# taz.de -- Präsidentschaftswahl in Algerien: Ein kranker Mann wird gewinnen
       
       > Abdelaziz Bouteflika bewirbt sich für eine vierte Amtszeit. Er hat den
       > Staatsapparat und die Armee hinter sich. Die Opposition ruft zum Boykott
       > auf.
       
 (IMG) Bild: Staatspräsident Bouteflika gibt es im Wahlkampf nur auf Plakaten zu sehen.
       
       MADRID taz | Es ist ein skurriler Wahlkampf, den der alte – und wohl auch
       neue – Präsident Algeriens führt. Der 77-jährige Abdelaziz Bouteflika, der
       seit 1999 an der Spitze des nordafrikanischen Landes steht, hatte vor knapp
       einem Jahr einen Schlaganfall. 80 Tage lag er in Paris im Krankenhaus.

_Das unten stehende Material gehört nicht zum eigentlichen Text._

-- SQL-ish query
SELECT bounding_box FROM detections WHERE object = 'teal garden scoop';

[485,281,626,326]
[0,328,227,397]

       Seither sitzt er im Rollstuhl, stark eingeschränkt in seinen Bewegungen und
       unfähig, Reden zu halten.
       
       Deshalb zieht Bouteflika nicht durchs Land, um für seine vierte Amtszeit zu
       werben. Er hat ein Team aus ehemaligen Premierministern und
       Generalsekretären der einstigen Einheitspartei, der Nationalen
       Befreiungsfront (FLN), und deren Abspaltung Nationale Demokratische
       Versammlung (RND), die das für ihn tun. Sie halten patriotische Reden und
       zeigen dabei auf das überdimensionale Foto ihres Chefs an der Wand hinter
       sich.
       
       Doch kaum jemand zweifelt daran, dass Bouteflika am 17. April die Wahlen
       gewinnt. Er hat fast den gesamten Staatsapparat und die Armee hinter sich.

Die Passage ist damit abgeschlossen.